Aims: We evaluated TIC-defining parameters using the ROTEM and CCT results at Vancouver General Hospital (VGH), the primary trauma centre in British Columbia, Canada, to determine their correlation with blood component utilisation and clinical outcomes during trauma-based massive haemorrhage protocol (MHP) activations.
Methods: This was a retrospective observational study of trauma patients who received transfusion as per 1:1:1 ratio-based MHP at VGH from June 1, 2020, to May 31, 2022. Patient characteristics, CCT and ROTEM results, transfusion data and 24-h and 28-day mortalities were collected from patient and blood bank disposition records.

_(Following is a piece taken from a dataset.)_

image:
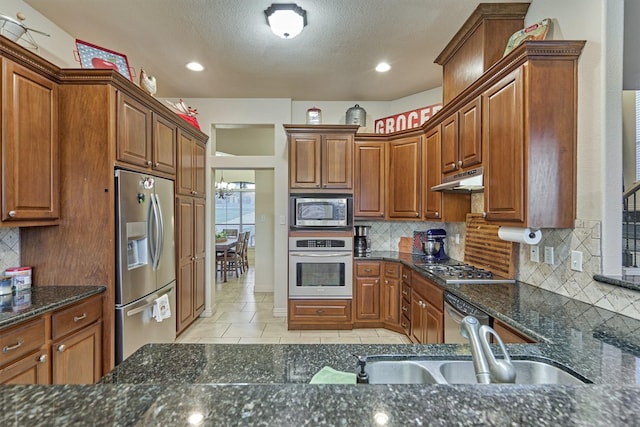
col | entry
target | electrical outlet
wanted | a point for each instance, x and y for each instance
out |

We defined TIC based on institutional algorithms using ROTEM and CCT transfusion triggers in the MHP, including (A) ROTEM-based results of Extem A10 < 40 mm, Extem CT > 100 s, Extem maximum lysis (ML) > 10%, Fibtem A10 < 10 mm; and (B) CCT-based results of INR > 1.8, PTT > 1.5 times of upper normal limit, platelets < 50 × 109/L, and Clauss fibrinogen level < 1.5 g/L. Lab findings of TIC were assessed for their correlation with blood component utilisation and mortality using univariate analysis. Continuous variables were compared by using an independent t-test.

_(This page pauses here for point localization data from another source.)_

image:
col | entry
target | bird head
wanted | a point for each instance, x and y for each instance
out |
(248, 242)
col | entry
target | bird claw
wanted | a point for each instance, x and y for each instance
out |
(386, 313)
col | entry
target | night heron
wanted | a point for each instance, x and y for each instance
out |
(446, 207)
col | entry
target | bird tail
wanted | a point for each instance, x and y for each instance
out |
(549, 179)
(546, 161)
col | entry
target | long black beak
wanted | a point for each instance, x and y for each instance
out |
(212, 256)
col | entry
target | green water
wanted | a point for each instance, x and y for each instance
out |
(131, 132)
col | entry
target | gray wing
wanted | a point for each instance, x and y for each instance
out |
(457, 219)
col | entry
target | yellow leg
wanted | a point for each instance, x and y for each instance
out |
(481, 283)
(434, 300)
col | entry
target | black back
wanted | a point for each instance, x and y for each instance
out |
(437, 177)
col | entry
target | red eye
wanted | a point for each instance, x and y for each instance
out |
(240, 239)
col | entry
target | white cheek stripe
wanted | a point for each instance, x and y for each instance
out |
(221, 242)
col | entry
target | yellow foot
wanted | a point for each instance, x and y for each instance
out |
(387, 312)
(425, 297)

Results: Sixty-eight patients had CCT and ROTEM testing performed during a trauma MHP. Thirty-one patients (46%) did not have TIC defined by initial CCT and/or ROTEM results. Twenty-four patients (35%) presented with abnormal ROTEM alone, and 13 patients (19%) had both abnormal CCTs and ROTEM. Of 55 patients with no additional blood components suggested by CCTs, the median number of red blood cells (RBC), frozen plasma (FP), platelet units, and grams of fibrinogen concentrate (FC) transfused within the first 4 hours of MHP was significantly higher in those who had abnormal initial ROTEM (median RBC: 7.8 vs. 4.3, FP: 5.5 vs. 2.6, platelets: 1.3 vs. 0.4, FC: 4.2 vs. 1.4; p < 0.05).

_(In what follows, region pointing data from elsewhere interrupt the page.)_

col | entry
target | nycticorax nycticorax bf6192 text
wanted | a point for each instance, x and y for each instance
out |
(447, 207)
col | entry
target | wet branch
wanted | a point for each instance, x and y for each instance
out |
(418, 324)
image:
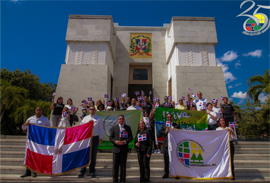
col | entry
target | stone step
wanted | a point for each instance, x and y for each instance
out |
(73, 178)
(107, 163)
(20, 154)
(134, 171)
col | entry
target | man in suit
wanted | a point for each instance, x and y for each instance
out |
(120, 148)
(165, 131)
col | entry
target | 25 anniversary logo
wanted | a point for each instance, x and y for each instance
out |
(256, 24)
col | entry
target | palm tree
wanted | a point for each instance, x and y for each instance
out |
(11, 97)
(260, 84)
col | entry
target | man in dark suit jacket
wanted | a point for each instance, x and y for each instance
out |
(164, 131)
(120, 148)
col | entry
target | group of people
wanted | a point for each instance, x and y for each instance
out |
(121, 134)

Comparing fibrinogen results between ROTEM and CCT, 20 of 68 patients (29%) had hyperfibrinogenaemia based on fibrinogen < 1.5 g/L by CCTs versus 30 of 68 patients (49%) had hyperfibrinogenaemia based on ROTEM within the first 24 h of MHP activation. Those with hyperfibrinogenaemia per CCT had significantly higher 24-h and 28-day mortalities compared to patients with fibrinogen > 1.5 g/L [24 h: 6/20 (30%) vs. 4/48 (8%), p = 0.028; 28 days: 11/20 (55%) vs. 8/48 (17%), p = 0.001]. However, those with hyperfibrinogenaemia based on ROTEM Fibtem A10 had no significant difference in 24-h and 28-day mortalities [24 h: 6/33 (18%) vs. 4/35 (11%), p = 0.507; 28 days: 10/33 (30%) vs. 9/35 (26%), p = 0.673], but had significantly higher transfusion requirements within the first 4 and 24 h of MHP compared to the normal Fibtem A10 group.
Finally, all blood component requirements within the first 4 h of MHP were significantly higher in patients with a CCT fibrinogen level of 1.5–1.9 compared to those >1.9 g/L (p-values < 0.05).
Summary/Conclusions: ROTEM, particularly FIBTEM A10, was more sensitive in identifying hyperfibrinogenaemia and TIC than CCTs. There was a significant association between increased blood component usage in patients with TIC defined by ROTEM but not by CCTs, and Clauss fibrinogen < 1.9 g/L. Thus, TIC identified by ROTEM and higher cut-offs for Clauss fibrinogen may be more sensitive indicators for transfusion, which could benefit patient outcomes, but this requires further study.